Camille M. Wilson, Ph.D.
Founding Director, CREATE Center
University Diversity and Social Transformation Professor,
Professor of Educational Foundations, Leadership & Policy
Camille M. Wilson, Ph.D., is a University Diversity and Social Transformation Professor and Professor of Educational Foundations, Leadership and Policy at the University of Michigan. She explores the intersections of school-family-community engagement, educational improvement, and transformative leadership. Within this work, she highlights the educational advocacy, activism, and choices of marginalized families and communities of color. She also studies the practices of equity-driven school-based leaders. Dr. Wilson considers all these issues from critical, gendered, and racial justice perspectives. She is especially known for her scholarship that has advanced understanding and theories about African American mothers’ educational motherwork.
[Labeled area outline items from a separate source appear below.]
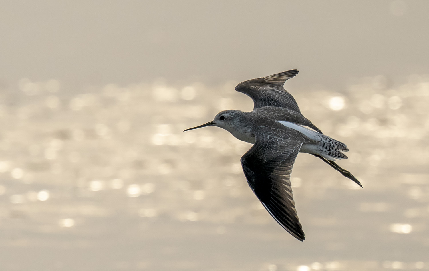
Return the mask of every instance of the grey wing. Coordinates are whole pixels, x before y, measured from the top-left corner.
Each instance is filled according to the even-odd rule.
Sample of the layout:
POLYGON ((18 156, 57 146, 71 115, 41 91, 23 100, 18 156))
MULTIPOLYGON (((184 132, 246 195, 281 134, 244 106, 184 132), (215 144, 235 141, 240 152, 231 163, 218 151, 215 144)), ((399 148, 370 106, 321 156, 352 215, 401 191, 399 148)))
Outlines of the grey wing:
POLYGON ((302 142, 255 133, 255 144, 241 158, 248 183, 277 222, 296 239, 305 239, 290 177, 302 142))
POLYGON ((266 106, 284 107, 299 113, 296 101, 283 85, 287 79, 298 74, 296 69, 287 71, 269 76, 242 82, 236 90, 248 95, 253 100, 254 109, 266 106))

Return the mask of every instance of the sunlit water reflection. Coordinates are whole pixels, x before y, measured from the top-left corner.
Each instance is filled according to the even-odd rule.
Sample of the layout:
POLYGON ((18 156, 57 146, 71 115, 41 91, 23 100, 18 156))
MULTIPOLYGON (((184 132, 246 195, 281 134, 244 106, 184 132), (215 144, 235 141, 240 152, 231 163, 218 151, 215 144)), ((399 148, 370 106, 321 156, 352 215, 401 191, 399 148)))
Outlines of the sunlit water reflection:
POLYGON ((111 84, 68 97, 57 80, 22 79, 1 94, 1 269, 428 269, 429 82, 385 81, 290 89, 347 144, 339 163, 364 186, 300 154, 301 243, 247 185, 239 158, 250 144, 215 127, 182 131, 221 110, 251 110, 237 82, 111 84))

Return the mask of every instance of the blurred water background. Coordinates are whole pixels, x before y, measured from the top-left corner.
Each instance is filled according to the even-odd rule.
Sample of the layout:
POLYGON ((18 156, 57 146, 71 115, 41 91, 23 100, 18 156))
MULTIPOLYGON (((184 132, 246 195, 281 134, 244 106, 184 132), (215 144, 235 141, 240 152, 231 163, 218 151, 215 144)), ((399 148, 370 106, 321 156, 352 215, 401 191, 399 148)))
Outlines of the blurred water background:
POLYGON ((428 2, 181 3, 0 2, 0 269, 429 269, 428 2), (300 154, 302 243, 248 186, 250 144, 182 131, 295 68, 364 187, 300 154))

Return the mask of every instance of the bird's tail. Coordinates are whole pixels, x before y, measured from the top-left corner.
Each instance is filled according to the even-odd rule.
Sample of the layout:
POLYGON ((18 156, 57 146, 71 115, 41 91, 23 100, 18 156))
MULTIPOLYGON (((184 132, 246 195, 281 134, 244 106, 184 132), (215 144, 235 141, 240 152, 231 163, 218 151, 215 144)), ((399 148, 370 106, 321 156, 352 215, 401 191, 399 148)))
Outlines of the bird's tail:
POLYGON ((343 153, 343 152, 348 152, 346 144, 325 134, 320 135, 321 139, 319 142, 317 154, 331 161, 335 161, 336 159, 347 159, 347 156, 343 153))

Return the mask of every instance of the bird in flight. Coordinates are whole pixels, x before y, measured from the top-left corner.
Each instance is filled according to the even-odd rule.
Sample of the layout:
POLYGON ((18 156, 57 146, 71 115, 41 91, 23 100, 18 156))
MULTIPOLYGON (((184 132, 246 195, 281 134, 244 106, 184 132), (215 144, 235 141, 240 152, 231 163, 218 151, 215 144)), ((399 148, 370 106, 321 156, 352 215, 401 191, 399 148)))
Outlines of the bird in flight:
POLYGON ((241 159, 248 183, 274 219, 296 239, 305 239, 295 208, 290 173, 298 152, 312 154, 362 187, 336 159, 346 159, 345 144, 323 134, 303 116, 296 101, 283 88, 296 69, 242 82, 236 90, 253 100, 253 110, 225 110, 211 121, 185 131, 208 126, 223 128, 253 144, 241 159))

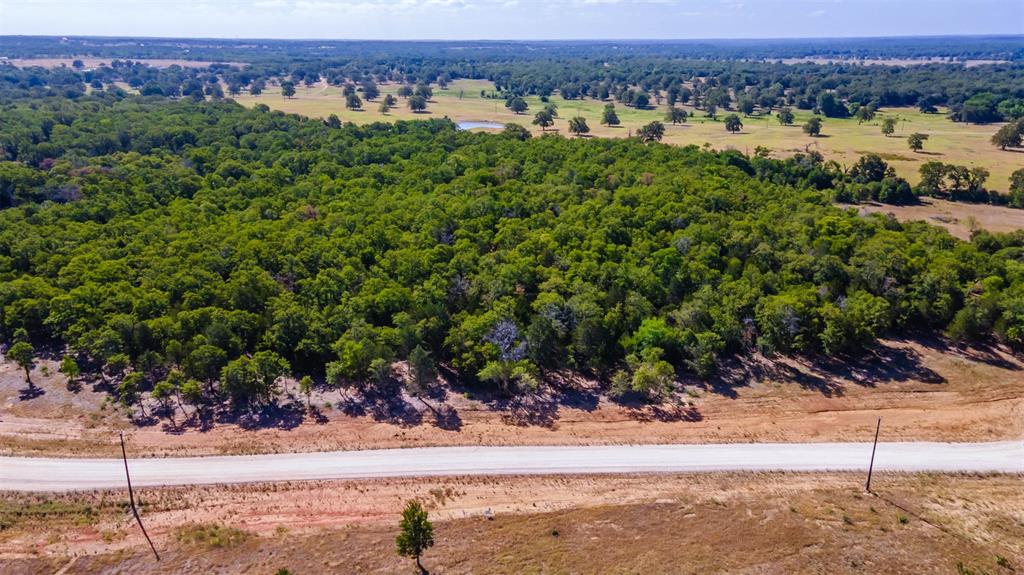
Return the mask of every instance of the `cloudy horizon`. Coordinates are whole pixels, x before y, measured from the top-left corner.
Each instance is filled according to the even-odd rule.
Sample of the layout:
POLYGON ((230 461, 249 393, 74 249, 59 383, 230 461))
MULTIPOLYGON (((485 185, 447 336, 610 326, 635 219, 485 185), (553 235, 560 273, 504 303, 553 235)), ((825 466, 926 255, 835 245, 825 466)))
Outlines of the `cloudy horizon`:
POLYGON ((1024 34, 1020 0, 0 0, 0 34, 668 40, 1024 34))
In addition to publishing her scholarship extensively in national and international venues, Dr. Wilson’s work and commentary have been featured in prominent media outlets like the New York Times and Harper’s Bazaar. She has also been a guest lecturer at the University of KwaZulu-Natal in Durban, South Africa and a visiting professor at the University of the West Indies-Cave Hill in Barbados. Actively collaborating with youth, family, and community activists in national and regional educational improvement initiatives is also a vital aspect of her work.
Currently, Dr. Wilson and her research team are collaborating with community members to study how a Michigan community engaged, negotiated, adapted to, or resisted state policies to shutter their local schools. The team is also documenting how this community is now seeking to revitalize and protect their school system.
In 2020, Dr. Wilson founded the Community-Based Research on Equity, Activism, and Transformative Education (CREATE) Center at the University of Michigan’s Marsal Family School of Education. The CREATE Center supports and networks equity-driven scholars and education advocates and activists who are committed to conducting and/or leveraging research that helps catalyze transformative public education in racially just ways. Dr. Wilson earned her doctorate in urban schooling in 2001 from UCLA.